Basic Interactive Plotting

datamapplot.create_interactive_plot(*args, **kwargs)
Parameters:
data_map_coords: ndarray of floats of shape (n_samples, 2)

The 2D coordinates for the data map. Usually this is produced via a dimension reduction technique such as UMAP, t-SNE, PacMAP, PyMDE etc.

*label_layers: np.ndarray

All remaining positional arguments are assumed to be labels, each at a different level of resolution. Ideally these should be ordered such that the most fine-grained resolution is first, and the coarsest resolution is last. The individual labels-layers should be formatted the same as for create_plot.

hover_text: list or np.ndarray or None (optional, default=None)

An iterable (usually a list of numpy array) of text strings, one for each data point in data_map_coords that can be used in a tooltip when hovering over points.

inline_data: bool (optional, default=True)

Whether to include data inline in the HTML file (compressed and base64 encoded) of whether to write data to separate files that will then be referenced by the HTML file – in the latter case you will need to ensure all the files are co-located and served over an http server or similar. Inline is the best default choice for easy portability and simplicity, but can result in very large file sizes.

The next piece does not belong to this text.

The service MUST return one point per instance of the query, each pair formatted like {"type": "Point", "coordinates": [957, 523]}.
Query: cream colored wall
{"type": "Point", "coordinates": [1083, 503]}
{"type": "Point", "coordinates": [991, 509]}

noise_label: str (optional, default=”Unlabelled”)

The string used in the labels array to identify the unlabelled or noise points in the dataset.

noise_color: str (optional, default=”#999999”)

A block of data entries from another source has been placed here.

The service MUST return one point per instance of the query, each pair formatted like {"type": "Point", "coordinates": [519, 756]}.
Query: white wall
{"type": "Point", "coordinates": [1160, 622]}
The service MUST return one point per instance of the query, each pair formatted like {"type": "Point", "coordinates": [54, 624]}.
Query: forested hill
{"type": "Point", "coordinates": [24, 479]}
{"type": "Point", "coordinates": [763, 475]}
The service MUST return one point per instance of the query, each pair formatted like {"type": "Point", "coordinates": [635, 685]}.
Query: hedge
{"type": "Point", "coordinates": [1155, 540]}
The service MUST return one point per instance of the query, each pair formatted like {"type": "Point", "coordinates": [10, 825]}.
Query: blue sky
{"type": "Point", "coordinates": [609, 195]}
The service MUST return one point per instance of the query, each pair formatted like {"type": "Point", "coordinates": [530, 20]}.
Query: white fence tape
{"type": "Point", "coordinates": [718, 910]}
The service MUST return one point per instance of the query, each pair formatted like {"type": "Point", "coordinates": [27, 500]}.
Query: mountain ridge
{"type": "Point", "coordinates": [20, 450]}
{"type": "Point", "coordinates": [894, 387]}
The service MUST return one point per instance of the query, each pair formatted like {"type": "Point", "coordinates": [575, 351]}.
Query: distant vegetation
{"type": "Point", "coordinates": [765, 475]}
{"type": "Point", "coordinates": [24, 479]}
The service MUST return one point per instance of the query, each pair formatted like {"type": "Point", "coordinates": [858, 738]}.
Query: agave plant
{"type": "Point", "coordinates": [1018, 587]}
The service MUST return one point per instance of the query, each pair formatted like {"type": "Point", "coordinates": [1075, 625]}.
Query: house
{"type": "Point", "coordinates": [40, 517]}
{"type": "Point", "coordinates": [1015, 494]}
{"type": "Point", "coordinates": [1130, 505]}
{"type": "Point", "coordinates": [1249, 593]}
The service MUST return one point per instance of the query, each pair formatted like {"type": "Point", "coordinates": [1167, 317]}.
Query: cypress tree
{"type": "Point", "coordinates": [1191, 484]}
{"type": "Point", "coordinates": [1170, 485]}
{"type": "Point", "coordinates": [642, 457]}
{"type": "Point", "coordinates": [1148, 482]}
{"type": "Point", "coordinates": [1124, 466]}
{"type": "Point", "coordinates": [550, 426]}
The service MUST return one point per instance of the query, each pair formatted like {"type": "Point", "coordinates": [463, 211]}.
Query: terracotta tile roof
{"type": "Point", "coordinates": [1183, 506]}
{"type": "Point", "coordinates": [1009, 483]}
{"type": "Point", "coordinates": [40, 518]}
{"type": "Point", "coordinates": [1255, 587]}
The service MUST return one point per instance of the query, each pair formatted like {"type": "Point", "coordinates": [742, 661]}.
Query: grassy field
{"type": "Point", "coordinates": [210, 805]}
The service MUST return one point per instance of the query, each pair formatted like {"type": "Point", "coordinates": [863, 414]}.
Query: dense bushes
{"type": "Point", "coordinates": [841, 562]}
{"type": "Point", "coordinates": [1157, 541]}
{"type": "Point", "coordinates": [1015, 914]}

The colour to use for unlabelled or noise points in the data map. This should usually be a muted or neutral colour to distinguish background points from the labelled clusters.

color_label_text: bool (optional, default=True)

Whether to use colours for the text labels generated in the plot. If False then the text labels will default to either black or white depending on darkmode.

label_wrap_width: int (optional, default=16)

The number of characters to apply text-wrapping at when creating text labels for display in the plot. Note that long words will not be broken, so you can choose relatively small values if you want tight text-wrapping.

label_color_map: dict or None (optional, default=None)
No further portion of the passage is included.